The Football League has signed the government’s Sport Charter to tackle homophobia and transphobia on behalf of its 72 member clubs.
The charter commits Football League clubs to challenge discrimination and tackle the issue of homophobia and transphobia both on and off the field.
Clubs will strike to make football a welcome place for everyone whether they are playing, working, volunteering or attending a match as a fan.
The Football League clubs will ensure everyone participating in our game has a voice to challenge unacceptable behaviour.
With Championship, League One and League Two clubs joining the campaign, it now means that all 92 professional clubs in domestic football have committed to supporting the charter.
The official signing of the charter was announced with home secretary Theresa May MP at half-time during this year’s Carling Cup final between Cardiff and Liverpool.
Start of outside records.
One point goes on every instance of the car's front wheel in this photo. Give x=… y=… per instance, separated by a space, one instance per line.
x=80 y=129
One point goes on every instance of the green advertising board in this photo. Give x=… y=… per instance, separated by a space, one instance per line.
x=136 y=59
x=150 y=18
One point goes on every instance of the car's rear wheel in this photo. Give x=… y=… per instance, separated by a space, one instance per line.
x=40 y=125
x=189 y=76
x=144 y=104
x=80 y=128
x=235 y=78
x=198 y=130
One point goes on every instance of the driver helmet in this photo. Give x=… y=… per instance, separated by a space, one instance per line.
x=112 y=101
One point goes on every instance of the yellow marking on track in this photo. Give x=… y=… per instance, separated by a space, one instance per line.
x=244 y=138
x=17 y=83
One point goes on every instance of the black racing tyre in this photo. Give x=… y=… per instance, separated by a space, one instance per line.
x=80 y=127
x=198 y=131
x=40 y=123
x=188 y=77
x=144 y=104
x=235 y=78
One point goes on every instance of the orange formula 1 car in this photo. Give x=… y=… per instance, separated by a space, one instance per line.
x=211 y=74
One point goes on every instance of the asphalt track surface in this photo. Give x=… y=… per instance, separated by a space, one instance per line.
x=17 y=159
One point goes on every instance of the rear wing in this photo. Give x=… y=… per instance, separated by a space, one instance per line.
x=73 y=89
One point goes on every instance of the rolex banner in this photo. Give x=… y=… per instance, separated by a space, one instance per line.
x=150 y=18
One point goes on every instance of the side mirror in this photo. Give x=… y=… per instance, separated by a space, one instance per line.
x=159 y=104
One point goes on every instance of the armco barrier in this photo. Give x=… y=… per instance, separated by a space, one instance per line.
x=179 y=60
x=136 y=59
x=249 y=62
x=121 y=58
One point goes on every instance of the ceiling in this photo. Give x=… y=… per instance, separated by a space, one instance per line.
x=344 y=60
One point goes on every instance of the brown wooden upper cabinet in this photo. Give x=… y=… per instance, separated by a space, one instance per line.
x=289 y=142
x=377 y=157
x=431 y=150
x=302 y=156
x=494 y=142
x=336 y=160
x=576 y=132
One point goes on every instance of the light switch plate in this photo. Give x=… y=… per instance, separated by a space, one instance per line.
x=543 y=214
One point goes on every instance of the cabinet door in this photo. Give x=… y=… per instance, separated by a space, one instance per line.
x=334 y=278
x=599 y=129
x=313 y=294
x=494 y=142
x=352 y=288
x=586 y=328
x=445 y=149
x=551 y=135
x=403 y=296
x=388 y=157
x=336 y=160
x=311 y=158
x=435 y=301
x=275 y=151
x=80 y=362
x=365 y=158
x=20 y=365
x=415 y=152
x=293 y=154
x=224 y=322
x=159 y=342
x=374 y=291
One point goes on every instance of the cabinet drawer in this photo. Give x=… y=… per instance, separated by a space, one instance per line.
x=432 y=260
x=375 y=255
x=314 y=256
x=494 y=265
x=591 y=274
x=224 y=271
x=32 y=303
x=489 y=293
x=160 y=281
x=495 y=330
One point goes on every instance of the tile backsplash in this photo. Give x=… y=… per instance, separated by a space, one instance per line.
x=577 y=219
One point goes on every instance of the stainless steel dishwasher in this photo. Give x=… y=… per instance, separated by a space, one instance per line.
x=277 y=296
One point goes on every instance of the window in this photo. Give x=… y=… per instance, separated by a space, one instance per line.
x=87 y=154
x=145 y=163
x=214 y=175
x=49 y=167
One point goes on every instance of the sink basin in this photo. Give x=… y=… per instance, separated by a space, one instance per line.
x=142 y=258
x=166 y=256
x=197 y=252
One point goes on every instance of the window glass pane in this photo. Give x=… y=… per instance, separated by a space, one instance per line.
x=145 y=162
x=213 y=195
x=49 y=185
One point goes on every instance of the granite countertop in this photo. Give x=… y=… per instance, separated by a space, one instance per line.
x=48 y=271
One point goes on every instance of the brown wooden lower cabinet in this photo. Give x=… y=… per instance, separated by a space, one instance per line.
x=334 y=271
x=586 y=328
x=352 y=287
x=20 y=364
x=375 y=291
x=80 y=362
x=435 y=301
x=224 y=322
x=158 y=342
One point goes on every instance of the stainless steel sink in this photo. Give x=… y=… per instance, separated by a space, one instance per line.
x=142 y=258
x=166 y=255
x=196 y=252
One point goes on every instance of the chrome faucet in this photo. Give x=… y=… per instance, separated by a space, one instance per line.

She was joined by Football League board members Keith Lamb (non-executive director, Middlesbrough), Lorraine Rogers (director, Tranmere) and chairman Greg Clarke.
Clarke said: “I’m delighted that Football League clubs are at the heart of local communities across the country and football has the power to change behaviour within our society.
“Everybody should be able to play, watch and enjoy sport regardless of their background. The Football League and our clubs will continue to play our part in promoting equality and diversity in English and Welsh football.”
May added: “Football has a hugely important part to play in stamping out discrimination and intolerance. That’s why I’m so pleased The Football League – the largest league of professional clubs in Europe – has signed the government’s Sports Charter on behalf of all its clubs.
“We now have all 92 professional league teams signed up. This means our campaign to tackle homophobia and transphobia will reach even more communities and spread the message that playing and watching the beautiful game should be open to everyone.”